La ferme du Boschhof ou «Maison Forestière» était située entre Wortel et Ippenroy.
Pays désolé mais plein de caractère, comme disent les peintres d'aujourd'hui: des bruyères couleur de rouille, des sapins d'un vert noirâtre, des genêts d'or, çà et là un de ces marais glauques et figés, entourés de genévriers, que nos paysans appellent vennes, de rares chênayes, des cultures plus rares, trois ou quatre clochers ayant l'air de se faire des signaux par-dessus des lieues de landes, et presque toujours un grand ciel nuageux, aussi mobile, aussi tourmenté que la plaine est quiète et amortie.
Le contraste s'étend du décor à la population: au noyau des habitants primitifs, gens résignés et laborieux, sont venus s'ajouter, à cause du voisinage de la frontière hollandaise et du Dépôt de mendicité d'Hoogstraeten, quelques rafalés, d'humeur moins chrétienne, vivant de contrebande, de braconnage et de maraude.
Les Overmaat, habitants du Boschhof, de père en fils, fermiers et gardes forestiers des comtes de Thyme, grande famille néerlandaise aujourd'hui éteinte, passaient pour les paysans les plus aisés de la contrée.
Jakkè Overmaat, le dernier garde, était un superbe gaillard de vingt-cinq ans. «Solide comme le chêne, droit comme le sapin, sain comme les bruyères!» dit-on là-bas de ceux de sa trempe. La mort subite de son père et d'un aîné qui devait hériter des fonctions paternelles rappela Jakkè du séminaire de Malines où, comme la plupart des cadets de fermiers flamands, il se préparait à devenir curé. Il rapporta du collège des manières déférentes, et les livres avaient fait lever dans son imagination ce grain de merveilleux qui germe au fond de toute âme campinoise.

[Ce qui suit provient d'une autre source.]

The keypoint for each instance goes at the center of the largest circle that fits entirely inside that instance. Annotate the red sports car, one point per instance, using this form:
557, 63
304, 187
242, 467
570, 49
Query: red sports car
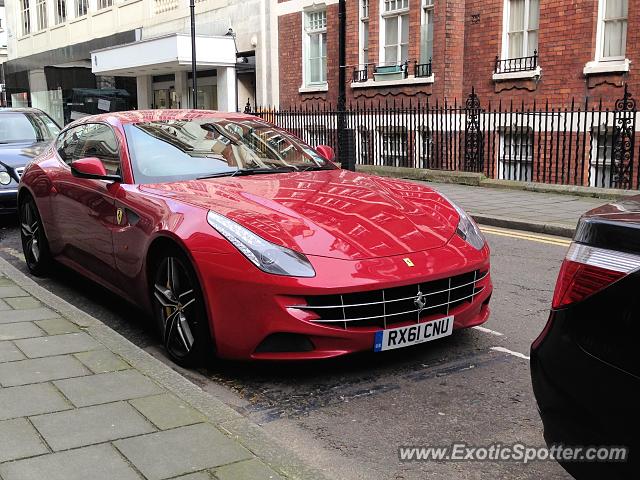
245, 242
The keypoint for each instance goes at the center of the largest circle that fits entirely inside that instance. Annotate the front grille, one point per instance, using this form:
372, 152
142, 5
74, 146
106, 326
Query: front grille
382, 308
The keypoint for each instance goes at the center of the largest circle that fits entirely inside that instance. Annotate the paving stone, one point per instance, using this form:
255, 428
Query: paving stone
90, 425
180, 451
18, 439
12, 291
57, 326
28, 315
166, 411
194, 476
99, 462
9, 352
107, 387
21, 303
57, 345
15, 331
252, 469
30, 400
102, 361
40, 370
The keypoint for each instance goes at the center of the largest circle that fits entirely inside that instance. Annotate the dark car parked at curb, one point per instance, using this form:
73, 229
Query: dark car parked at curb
24, 132
585, 365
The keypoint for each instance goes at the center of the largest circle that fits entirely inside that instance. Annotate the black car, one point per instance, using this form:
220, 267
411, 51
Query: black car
585, 365
24, 133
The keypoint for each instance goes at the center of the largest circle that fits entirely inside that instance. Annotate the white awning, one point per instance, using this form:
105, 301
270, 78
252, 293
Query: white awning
163, 55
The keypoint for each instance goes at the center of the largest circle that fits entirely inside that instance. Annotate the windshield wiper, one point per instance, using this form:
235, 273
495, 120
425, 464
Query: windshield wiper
247, 171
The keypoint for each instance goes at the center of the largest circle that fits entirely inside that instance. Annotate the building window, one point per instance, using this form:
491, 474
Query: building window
41, 12
522, 28
395, 33
315, 51
516, 162
25, 17
426, 32
364, 32
614, 29
60, 13
82, 7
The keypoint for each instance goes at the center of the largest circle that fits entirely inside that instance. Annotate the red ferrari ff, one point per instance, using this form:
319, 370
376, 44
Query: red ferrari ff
242, 240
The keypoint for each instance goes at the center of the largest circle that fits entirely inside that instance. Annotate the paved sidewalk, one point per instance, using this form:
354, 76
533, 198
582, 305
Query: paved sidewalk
78, 401
555, 214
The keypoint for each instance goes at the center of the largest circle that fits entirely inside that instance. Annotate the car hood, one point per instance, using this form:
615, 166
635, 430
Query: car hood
330, 213
15, 155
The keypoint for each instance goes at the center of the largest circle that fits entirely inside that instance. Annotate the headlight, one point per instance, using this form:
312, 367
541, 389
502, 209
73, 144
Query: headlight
5, 178
265, 255
467, 228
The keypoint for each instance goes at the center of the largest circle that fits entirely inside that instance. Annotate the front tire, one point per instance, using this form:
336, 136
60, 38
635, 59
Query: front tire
179, 310
34, 240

L'air réservé, plus grave que son âge, il était une sorte d'oracle pour sa paroisse. Le caractère ecclésiastique qu'il avait failli revêtir ajoutait à son prestige. Les réfractaires même vantaient son humanité et son esprit de justice. S'il tenait à distance les familiers, il ne se connaissait aucun ennemi et pas une mère qui ne l'eût rêvé pour gendre.
Sa vieille mère à lui aurait bien désiré qu'il se mariât, mais le jeune homme un peu farouche ne se pressait pas, sincèrement convaincu de n'être jamais plus heureux qu'auprès d'elle.
Tout alla bien jusqu'au jour où l'appoint des irréguliers s'augmenta d'une pauvresse et de sa fille, exilées d'on ne sait combien de patries et qui obtinrent de la charité du comte de Thyme, la jouissance—puisque cela s'appelle ainsi—d'une masure abandonnée, sur la lisière des bois, de l'autre côté du Boschhof.
Comme leurs pareils, ces étrangères vivaient de rares aumônes, d'un peu de travail et de continuelles rapines. Leurs ressources avouables consistaient dans la récolte des champignons et des faînes et dans la fabrication des paillassons. En outre elles avaient ouvert un débit de liqueurs dans leur taudis et la vieille disait la bonne aventure à sa clientèle de pieds-poudreux et de claque-dents.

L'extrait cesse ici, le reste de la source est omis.